There’s been an online battle between the more liberal and more conservative members for a while and this essay has pulled the rug out from under a lot of the faithful members, especially those who went along with what they were told and stuck to the approved, whitewashed material.

I think you’re right, it shouldn’t. The English Common Law legal system, which is used in most of the English speaking world, considers names to be nothing more than descriptions of a person. Misspellings or even misnomers typically don’t matter as long as the person in the document can be identified.

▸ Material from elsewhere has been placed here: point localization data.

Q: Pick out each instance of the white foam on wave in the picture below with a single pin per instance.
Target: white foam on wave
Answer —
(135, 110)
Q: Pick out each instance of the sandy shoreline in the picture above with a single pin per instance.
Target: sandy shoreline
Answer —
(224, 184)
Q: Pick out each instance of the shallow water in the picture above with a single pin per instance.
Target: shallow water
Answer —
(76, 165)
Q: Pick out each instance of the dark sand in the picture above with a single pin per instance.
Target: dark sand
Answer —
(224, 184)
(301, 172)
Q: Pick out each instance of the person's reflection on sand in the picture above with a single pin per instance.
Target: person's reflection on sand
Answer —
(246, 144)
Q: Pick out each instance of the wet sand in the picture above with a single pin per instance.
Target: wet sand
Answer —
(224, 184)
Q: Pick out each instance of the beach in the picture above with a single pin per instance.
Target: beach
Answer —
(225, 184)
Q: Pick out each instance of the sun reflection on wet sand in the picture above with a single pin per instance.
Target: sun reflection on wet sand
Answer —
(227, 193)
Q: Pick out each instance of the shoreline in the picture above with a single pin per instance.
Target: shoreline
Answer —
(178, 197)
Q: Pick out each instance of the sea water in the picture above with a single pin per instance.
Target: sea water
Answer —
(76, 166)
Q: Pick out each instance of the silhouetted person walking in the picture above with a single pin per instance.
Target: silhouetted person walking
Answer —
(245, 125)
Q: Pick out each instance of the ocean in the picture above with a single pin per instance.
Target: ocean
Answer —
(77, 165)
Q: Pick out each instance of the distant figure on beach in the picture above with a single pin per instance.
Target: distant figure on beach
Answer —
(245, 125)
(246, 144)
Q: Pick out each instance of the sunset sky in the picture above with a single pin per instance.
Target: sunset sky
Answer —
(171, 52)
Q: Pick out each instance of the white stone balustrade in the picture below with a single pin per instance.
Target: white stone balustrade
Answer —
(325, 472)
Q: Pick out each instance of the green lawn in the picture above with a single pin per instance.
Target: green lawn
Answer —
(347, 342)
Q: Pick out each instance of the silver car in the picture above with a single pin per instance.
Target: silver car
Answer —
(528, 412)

So if I have two children, William Columbia and Ann Columbia, and I write in my will that “Willie C gets the house, and his stupid sis gets the antique car collection.”, the fact that I didn’t spell the names out correctly or even provide a name for one is immaterial to the validity of the will. It could cause some procedural delays in probate, but it would be held valid with respect to the two kids as long as William didn’t have any other sisters that I could reasonably have intended.

I’m a recovering Catholic. The Catholic Church has centuries of papal infallibility before Joseph Smith ever pulled the rock out of his hat. You want to talk about issues that had to get plastered over later…

:stuck_out_tongue:

So there is a fight going on in the comments to a blog post by a True Believing Mormon (TBM).

From a ex-Mormon

From a TBM

I think this pretty much sums up the two sides.

Exactly but for some reason, it doesn’t seem as bad when the events happened several hundred years ago.

There’s a joke that the Catholic doctrine is papal infallibility but no one believes it and that the Mormon doctrine is that prophets are fallible but no one believes it.

Joseph Smith just had the bad luck of starting up his religion after the invention of the printing press.